In a twelfth aspect of the present invention, there is provided the pump apparatus according to the eleventh aspect, wherein the clearance reducing means are arranged closer to opposite axial ends of the drive shaft than the drive-side bearing members in an axial direction of the drive shaft, and arranged closer to opposite axial ends of the driven shaft than the driven-side bearing members in an axial direction of the driven shaft.

With this construction, it is possible to ensure a sufficient distance between the pressing member and the clearance reducing mechanism and thereby reduce an influence of the pressing force of the clearance reducing mechanism on the pressing direction of the pressing member. Therefore, the reduced clearance between the respective gears and the seal surfaces can be maintained.

In a thirteenth aspect of the present invention, there is provided the pump apparatus according to the first aspect, wherein the pump apparatus is a pump apparatus for use in a vehicular brake apparatus which pressurizes fluid pressure in a plurality of wheel cylinders by pumping action of the first pump chamber and the second pump chamber.

With this construction, two pump chambers can be provided using single pump apparatus 1 without using two pump apparatuses, thereby serving for downsizing the brake apparatus as a whole.

In a fourteenth aspect of the present invention, there is provided a pump apparatus including:

    • a drive shaft rotatably supported by bearing members;
    • a drive gear which is driven by the drive shaft;
    • side plates disposed adjacent to opposite side surfaces of the drive gear in an axial direction of the drive gear;
    • a seal member having a seal surface which seals tooth tips of the drive gear and cooperate with the side plates to form a pump chamber; and
    • a pressing means for biasing the drive gear or the seal member in a radial direction thereof to allow the tooth tips of the drive gear and the seal surface of the seal member to press against each other in a closing region disposed between the drive gear and the seal member,
    • wherein contact between an inner circumferential surface of the respective bearing members and an outer circumferential surface of the drive shaft is established on the side of the closing region, while the tooth tips of the drive gear and the seal surface of the seal member are kept pressed against each other in the closing region by the pressing means.

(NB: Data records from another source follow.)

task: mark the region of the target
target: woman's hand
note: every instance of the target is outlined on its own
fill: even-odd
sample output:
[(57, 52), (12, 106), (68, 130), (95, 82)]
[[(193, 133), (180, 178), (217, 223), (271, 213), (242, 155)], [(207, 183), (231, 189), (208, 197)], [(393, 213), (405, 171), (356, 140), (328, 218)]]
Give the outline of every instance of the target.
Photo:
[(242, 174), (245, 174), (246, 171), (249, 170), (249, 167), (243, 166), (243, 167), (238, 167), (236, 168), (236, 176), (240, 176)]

With this construction, even in a case where parts have relatively low dimensional accuracy, it is possible to ensure the contact between the tooth tips of the respective drive gears and the seal surface of the respective seal members and the contact between the inner circumferential surface of the respective bearing members and the outer circumferential surface of the drive shaft. Accordingly, the assemblability of the pump apparatus can be enhanced, and displacement of the drive shaft and the drive gear can be suppressed to thereby increase a pump efficiency.

In a fifteenth aspect of the present invention, there is provided the pump apparatus according to the fourteenth aspect, further including a center plate formed with a pressing means accommodating hole in which the pressing means is disposed, wherein assuming that the closing region disposed between the drive gear and the seal member is located in a first quadrant of a unit circle in a coordinate plane which has a center aligned with a central axis of the pressing means accommodating hole, the side of the closing region in which the contact between the inner circumferential surface of the respective bearing members and the outer circumferential surface of the drive shaft is established is located in the first quadrant and/or a second quadrant of the unit circle.

Accordingly, by contacting the inner circumferential surface of the respective bearing members and the outer circumferential surface of the drive shaft with each other in the first quadrant and/or the second quadrant of the coordinate plane, it is possible to establish the contact between the inner circumferential surface of the respective bearing members and the outer circumferential surface of the drive shaft while keeping the contact between the tooth tips of the respective drive gears and the seal surface of the respective seal members in the closing region.

In a sixteenth aspect of the present invention, there is provided the pump apparatus according to the fifteenth aspect, wherein the pressing means is a biasing member which biases the drive shaft toward the closing region, the biasing member being disposed between the outer circumferential surface of the drive shaft and an inner circumferential surface of the pressing means accommodating hole.

With this construction, it is possible to ensure the contact between the tooth tips of the drive gear and the seal surface.

In a seventeenth aspect of the present invention, there is provided the pump apparatus according to the sixteenth aspect, wherein the bearing members support opposite axial end portions of the drive shaft, respectively, the pump apparatus further including a housing to which the bearing members are mounted, and a clearance reducing means for establishing the contact between the inner circumferential surface of the respective bearing members and the outer circumferential surface of the drive shaft on the side of the closing region, the clearance reducing means being disposed between the drive shaft and the housing and being located closer to opposite axial ends of the drive shaft than the bearing members.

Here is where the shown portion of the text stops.